Listen

"When you talk, you are only repeating what you already know. But if you listen, you may learn something new." — Dalai Lama

In my life and career, I learned a lot about and through public speaking. As a people manager, it's part of my job. But where I learned way more is through listening, deep and uninterrupted listening.

In our hectic world, it happens all too often that we talk with each other, but we are not really listening. We barely wait until the other person shuts their mouth, and we can throw in our words related to what the person said, or not, as it were so important what we had to say.

I acted like that myself quite often, but I learned that listening thoroughly has more value than speaking by stepping back and observing.

Digest

In a chat with a former manager, he revealed that he thought I was a little slow initially, but soon he realized I think before I talk.

Sadly, this is not common. People tend to just answer without thinking. We are easy to trigger and can't withstand shouting our answer into the world before thinking about it for a second.

Therefore, an easy rule for me is to take at least one deep breath before answering, especially if it's a tense situation. For two reasons, this is a good practice. I am not answering out of anger; plus, I win some time to digest what has been said.

If I need more time, I repeat that process, even if I urge to answer. Better a complete answer that leaves no questions open than a half-assed chain of words nobody gains value from.

There are situations where it's not clear what your opponent wants to tell you. Good or bad, try to rephrase what they have said. Digest in public what you understood so that you are both on the same page. Nothing is worse than talking past each other.

Think about what really is said in a conversation and not only react to what has been said.

Wait

Not all talks are pleasant, sometimes you will have tough topics to discuss. This is not easy for everybody, especially then it's essential to be a good listener.
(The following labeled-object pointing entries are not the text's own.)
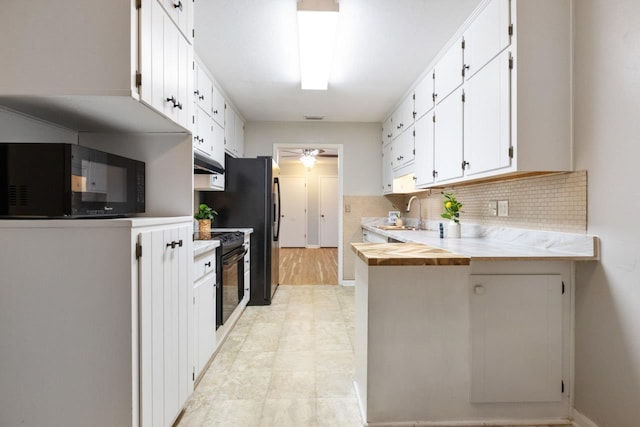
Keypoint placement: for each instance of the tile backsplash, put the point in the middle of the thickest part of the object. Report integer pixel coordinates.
(555, 202)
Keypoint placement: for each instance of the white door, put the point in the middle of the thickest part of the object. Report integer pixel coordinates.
(293, 216)
(328, 188)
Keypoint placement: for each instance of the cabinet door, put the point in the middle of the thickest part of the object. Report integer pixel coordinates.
(204, 90)
(230, 132)
(448, 72)
(217, 149)
(205, 318)
(487, 118)
(179, 11)
(218, 105)
(239, 136)
(516, 338)
(423, 163)
(403, 116)
(487, 36)
(423, 95)
(448, 138)
(204, 140)
(387, 171)
(403, 149)
(165, 368)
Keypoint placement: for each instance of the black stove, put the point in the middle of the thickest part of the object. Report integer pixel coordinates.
(229, 240)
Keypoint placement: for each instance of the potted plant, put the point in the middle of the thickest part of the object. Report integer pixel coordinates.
(452, 213)
(205, 216)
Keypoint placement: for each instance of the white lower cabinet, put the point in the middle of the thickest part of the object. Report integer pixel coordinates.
(102, 333)
(165, 380)
(204, 309)
(521, 313)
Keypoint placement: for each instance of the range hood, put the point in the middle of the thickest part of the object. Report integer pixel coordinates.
(203, 164)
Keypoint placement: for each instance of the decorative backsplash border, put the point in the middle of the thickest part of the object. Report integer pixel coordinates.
(555, 202)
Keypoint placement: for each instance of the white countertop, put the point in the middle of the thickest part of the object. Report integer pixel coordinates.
(501, 243)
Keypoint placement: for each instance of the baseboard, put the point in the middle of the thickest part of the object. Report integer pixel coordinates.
(580, 420)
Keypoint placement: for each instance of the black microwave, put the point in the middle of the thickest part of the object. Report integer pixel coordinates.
(58, 180)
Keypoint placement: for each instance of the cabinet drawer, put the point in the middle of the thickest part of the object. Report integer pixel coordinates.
(204, 264)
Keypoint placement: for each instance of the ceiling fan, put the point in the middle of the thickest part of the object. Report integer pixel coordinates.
(313, 152)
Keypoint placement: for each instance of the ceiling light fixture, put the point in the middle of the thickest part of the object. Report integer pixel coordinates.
(308, 158)
(317, 25)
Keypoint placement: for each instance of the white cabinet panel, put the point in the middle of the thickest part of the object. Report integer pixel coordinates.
(448, 72)
(218, 106)
(403, 149)
(516, 338)
(487, 117)
(423, 94)
(423, 163)
(203, 93)
(387, 169)
(164, 342)
(487, 36)
(448, 138)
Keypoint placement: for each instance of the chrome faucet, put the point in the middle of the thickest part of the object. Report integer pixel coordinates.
(420, 225)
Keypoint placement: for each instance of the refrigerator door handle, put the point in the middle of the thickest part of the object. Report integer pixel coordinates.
(276, 217)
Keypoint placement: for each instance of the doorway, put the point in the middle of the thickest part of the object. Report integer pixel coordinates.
(320, 201)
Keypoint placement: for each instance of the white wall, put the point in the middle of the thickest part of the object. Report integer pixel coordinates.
(361, 142)
(17, 127)
(607, 145)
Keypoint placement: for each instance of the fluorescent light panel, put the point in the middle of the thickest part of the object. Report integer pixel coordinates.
(317, 25)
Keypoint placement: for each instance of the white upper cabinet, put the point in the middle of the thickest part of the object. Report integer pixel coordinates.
(448, 138)
(404, 116)
(104, 65)
(510, 113)
(203, 92)
(423, 96)
(487, 119)
(387, 171)
(487, 36)
(180, 12)
(423, 162)
(403, 150)
(448, 72)
(218, 105)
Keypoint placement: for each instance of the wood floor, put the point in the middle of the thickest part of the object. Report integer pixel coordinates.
(301, 266)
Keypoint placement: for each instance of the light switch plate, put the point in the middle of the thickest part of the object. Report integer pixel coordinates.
(493, 208)
(503, 208)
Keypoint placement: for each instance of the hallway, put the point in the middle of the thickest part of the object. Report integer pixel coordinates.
(314, 266)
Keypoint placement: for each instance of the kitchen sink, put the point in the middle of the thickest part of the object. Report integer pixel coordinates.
(395, 227)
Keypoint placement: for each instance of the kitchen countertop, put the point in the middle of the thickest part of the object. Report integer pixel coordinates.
(494, 244)
(406, 254)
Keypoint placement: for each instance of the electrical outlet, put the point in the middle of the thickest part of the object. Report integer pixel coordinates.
(503, 208)
(493, 208)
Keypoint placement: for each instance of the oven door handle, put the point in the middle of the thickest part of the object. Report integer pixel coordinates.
(234, 258)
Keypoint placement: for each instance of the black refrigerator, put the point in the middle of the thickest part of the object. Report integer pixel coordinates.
(252, 199)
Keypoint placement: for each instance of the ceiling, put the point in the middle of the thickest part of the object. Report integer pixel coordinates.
(382, 47)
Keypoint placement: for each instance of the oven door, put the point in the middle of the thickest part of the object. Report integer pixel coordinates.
(230, 289)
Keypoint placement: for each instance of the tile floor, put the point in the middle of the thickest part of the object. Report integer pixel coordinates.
(287, 364)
Seven seconds, that's a rule that I heard some years ago. Give people seven seconds after they finish their sentence. Count down and see if there is something else that they want to say.

This may sound stupid at first, but there is often more that needs to unfold. Sometimes it needs even more than seven seconds or a little nudge, but more on that at the end.

Count down from seven to zero in your head to see what the other person has on their chest.

Make Room

This one is especially for my fellow managers. We like to talk; heck, I love to talk.

But as the Dalai Lama says, we only repeat what we already know. Our employees may need to hear what we have to say, but the only place for long monologues is in books.

Shut up for a second, make room for feedback, ask for it, give the possibility for anonymous feedback in bigger groups. There are tools for it, like Slido or Pigeonhole.

If you keep long monologues in your leadership toolbox, you will only reach one thing, yawning and tired employees. Make room for interaction and learn to keep yourself back.

Just Listen

Probably you are reading this post on the phone, at least if we believe statistics. Hopefully, you are not doing that while listening to someone.

That may sound hard, but sometimes you have to just listen and do nothing else. Put all of your attention on the person that is talking to you. Make eye contact, and damn it, put that phone away.

I talked about it before; make room and let them tell you what they have to say. If there is no answer after seven seconds, wait a little longer, even if it seems awkward. You can also nudge the other a little bit and use open questions to develop that conversation.

But other than that, don't feel driven to hold a monologue or give your opinion. Just listen and see what you can learn.

Conclusion

Truly listening is hard, even harder than speaking.

These are the few things that I have learned, and maybe you will use them all together in a single conversation. There is no black and white.

Make sure to give room and attention to people and truly listen without distracting yourself.